SAS File Processing with CEDA

What Types of Processing Does CEDA Support?

CEDA supports SAS 7 and later SAS files that are created in directory-based operating environments like UNIX, Windows, and OpenVMS. CEDA provides the following SAS file processing for these SAS engines:
BASE
default Base SAS engine for SAS 9 (V9), SAS 8 (V8), and SAS 7 (V7).
SASESOCK
TCP/IP port engine for SAS/CONNECT software.
TAPE
sequential engine for SAS 9 (V9TAPE), SAS 8 (V8TAPE), and SAS 7 (V7TAPE).
SAS File Processing Provided by CEDA
SAS File Type
Engine
Supported Processing
SAS data file
BASE, TAPE, SASESOCK
input and output1
PROC SQL view
BASE
input
SAS/ACCESS view for Oracle or Sybase
BASE
input
MDDB file2
BASE
input
1For output processing that replaces an existing SAS data file, there are behavioral differences. For more information, see Behavioral Differences for Output Processing.
2CEDA supports SAS 8 and later MDDB files.

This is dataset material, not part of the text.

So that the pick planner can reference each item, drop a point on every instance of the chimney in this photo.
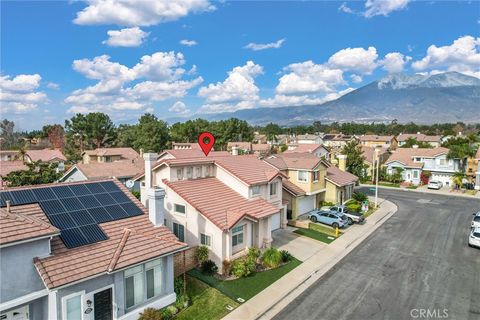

Behavioral Differences for Output Processing

For output processing that replaces an existing SAS data file, the BASE and TAPE engines behave differently regarding the following attributes:
encoding
  • The BASE engine uses the encoding of the file from the source library. That is, the encoding is cloned.
  • The TAPE engine uses the current SAS session encoding.
  • For both the BASE and TAPE engines, by default PROC COPY uses the encoding of the file from the source library. If, instead, you want to use the encoding of the current SAS session, specify the NOCLONE option. If you want to use a different encoding, specify the NOCLONE option and the ENCODING= option. When you use PROC COPY with SAS/SHARE or SAS/CONNECT, the default behavior is to use the encoding of the current SAS session.
data representation
  • The BASE and TAPE engines use the data representation of the current SAS session, except with PROC COPY.
  • For both the BASE and TAPE engines, by default PROC COPY uses the data representation of the file from the source library. If, instead, you want to use the data representation of the current SAS session, specify the NOCLONE option. If you want to use a different data representation, specify the NOCLONE option and the OUTREP= option. When you use PROC COPY with SAS/SHARE or SAS/CONNECT, the default behavior is to use the data representation of the current SAS session.

Restrictions for CEDA

CEDA has the following restrictions:
  • CEDA does not support DATA step views, SAS/ACCESS views that are not for SAS/ACCESS for Oracle or Sybase, SAS catalogs, stored compiled DATA step programs, item stores, DMDB files, FDB files, or any SAS file that was created prior toSAS 7.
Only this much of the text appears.